Menanggapi polemik tersebut, Bupati Bogor Rudy Susmanto menegaskan dana hibah untuk KNPI tidak dapat dicairkan selama konflik kepengurusan belum selesai.
"Selama masih ada konflik di tubuh KNPI Kabupaten Bogor, dana hibah tidak bisa dicairkan," tegas Rudy, sebagaimana disampaikan dalam keterangannya.
Sejumlah aktivis pemuda menilai apabila dana hibah benar-benar telah dicairkan kepada salah satu kubu KNPI, kebijakan tersebut berpotensi menimbulkan persoalan administrasi hingga hukum. Mereka menyebut kepengurusan KNPI Kabupaten Bogor saat ini masih terpecah menjadi tiga kubu atau dikenal dengan istilah tigalisme.
Menurut mereka, dalam kondisi organisasi masih bersengketa, penyaluran dana hibah semestinya ditunda hingga terdapat kepastian hukum mengenai kepengurusan yang sah.
Mereka juga menduga Dinas Pemuda dan Olahraga (Dispora) Kabupaten Bogor meloloskan proses pencairan tanpa melakukan verifikasi secara menyeluruh terhadap legalitas kepengurusan penerima hibah.

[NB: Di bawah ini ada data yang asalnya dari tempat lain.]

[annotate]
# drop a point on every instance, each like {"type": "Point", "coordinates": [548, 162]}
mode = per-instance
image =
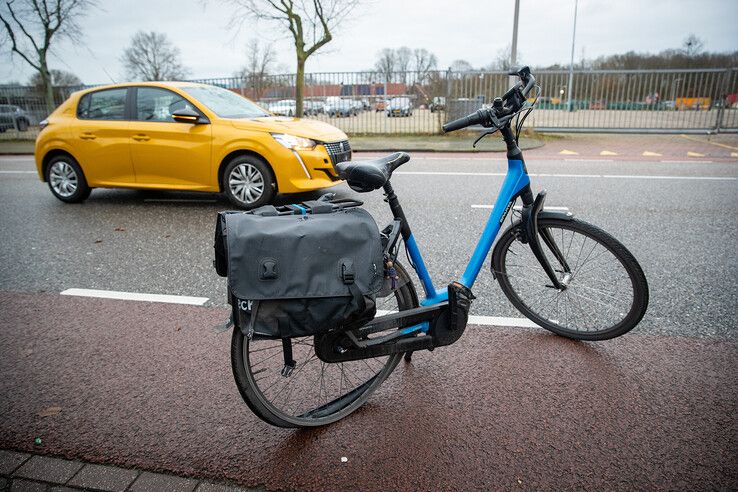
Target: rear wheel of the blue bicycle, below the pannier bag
{"type": "Point", "coordinates": [315, 393]}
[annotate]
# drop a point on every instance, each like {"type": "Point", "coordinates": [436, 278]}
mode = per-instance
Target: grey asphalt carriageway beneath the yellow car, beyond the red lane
{"type": "Point", "coordinates": [679, 225]}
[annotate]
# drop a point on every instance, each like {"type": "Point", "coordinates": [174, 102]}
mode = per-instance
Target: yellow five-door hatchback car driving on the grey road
{"type": "Point", "coordinates": [183, 136]}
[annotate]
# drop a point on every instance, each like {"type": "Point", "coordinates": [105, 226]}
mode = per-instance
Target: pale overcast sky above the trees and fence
{"type": "Point", "coordinates": [452, 29]}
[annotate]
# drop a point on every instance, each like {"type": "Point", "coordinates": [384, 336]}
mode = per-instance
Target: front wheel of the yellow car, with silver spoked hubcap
{"type": "Point", "coordinates": [247, 182]}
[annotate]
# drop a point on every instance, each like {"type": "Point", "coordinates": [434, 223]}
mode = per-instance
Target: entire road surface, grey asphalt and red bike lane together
{"type": "Point", "coordinates": [148, 385]}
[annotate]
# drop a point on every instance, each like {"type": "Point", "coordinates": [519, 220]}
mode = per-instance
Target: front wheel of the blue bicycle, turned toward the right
{"type": "Point", "coordinates": [606, 292]}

"Jika pencairan itu benar terjadi, maka perlu dilakukan audit secara transparan terhadap seluruh proses pengajuan, verifikasi hingga pencairan dana hibah," ujar salah seorang perwakilan elemen pemuda.

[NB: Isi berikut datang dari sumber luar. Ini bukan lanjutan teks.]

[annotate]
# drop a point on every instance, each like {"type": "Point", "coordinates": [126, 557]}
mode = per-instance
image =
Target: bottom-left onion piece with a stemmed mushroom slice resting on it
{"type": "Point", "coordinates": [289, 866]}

Selain meminta penghentian sementara penyaluran hibah kepada KNPI, mereka juga mendesak pemerintah daerah mengusut apabila ditemukan adanya pelanggaran dalam proses pencairan anggaran yang bersumber dari APBD tersebut.
Hingga berita ini ditulis, Kepala Dispora Kabupaten Bogor, Asnan, belum memberikan keterangan ataupun klarifikasi terkait dugaan pencairan dana hibah kepada salah satu kubu KNPI.